Allensbach, das sich auf seine methodische Gründlichkeit viel zugute halten kann, gibt selbst zu, dass es den Faktor Kompetenz über-, den der Sympathie aber sträflich unterschützt habe: Stoiber wird zwar als der bessere Verwalter vermutet, Schröder hat allerdings mehr Charisma. Das aber hätte eine Demoskopie berücksichtigen müssen – der Augenschein hätte genügt: Schröder hat ja schon 1998 nicht gewonnen, weil er ein so extrafleißiger Ministerpräsident Niedersachsens gewesen war.

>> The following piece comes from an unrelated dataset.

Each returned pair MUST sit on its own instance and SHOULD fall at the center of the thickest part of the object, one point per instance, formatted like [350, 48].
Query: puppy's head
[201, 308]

Schon damals galt er als Verkörperung eines modernen, mittigen Deutschland, das auf den obrigkeitsstaatlichen Appeal der Fünfziger gerne verzichten will. Noelle-Neumann hat diesen Aspekt wohl nicht sehen können – oder nicht wollen: Obwohl auch ihre Mitarbeiter Monat für Monat feststellen, dass kein Unionspolitiker ähnliche Positivwerte erhält wie Schröder oder Fischer – habituell ohnehin Antipoden zu Stoiber und Westerwelle.

An diesem Trend, so sagen alle außer Allensbach, wird sich bis zum 22. September wenig ändern. Was sie aber auch sagen, ist: Sollte die Union härtere Töne anschlagen (beispielsweise in der Ausländerfrage), zöge Stoiber nicht nur gegen den Sympathen Schröder den Kürzeren. Er verlöre auch seinen eben aufgebauten Ruf als Kandidat, der es gelernt hat, sich von seiner eisig-bayerischen Art zu distanzieren – und damit noch mehr Prozente.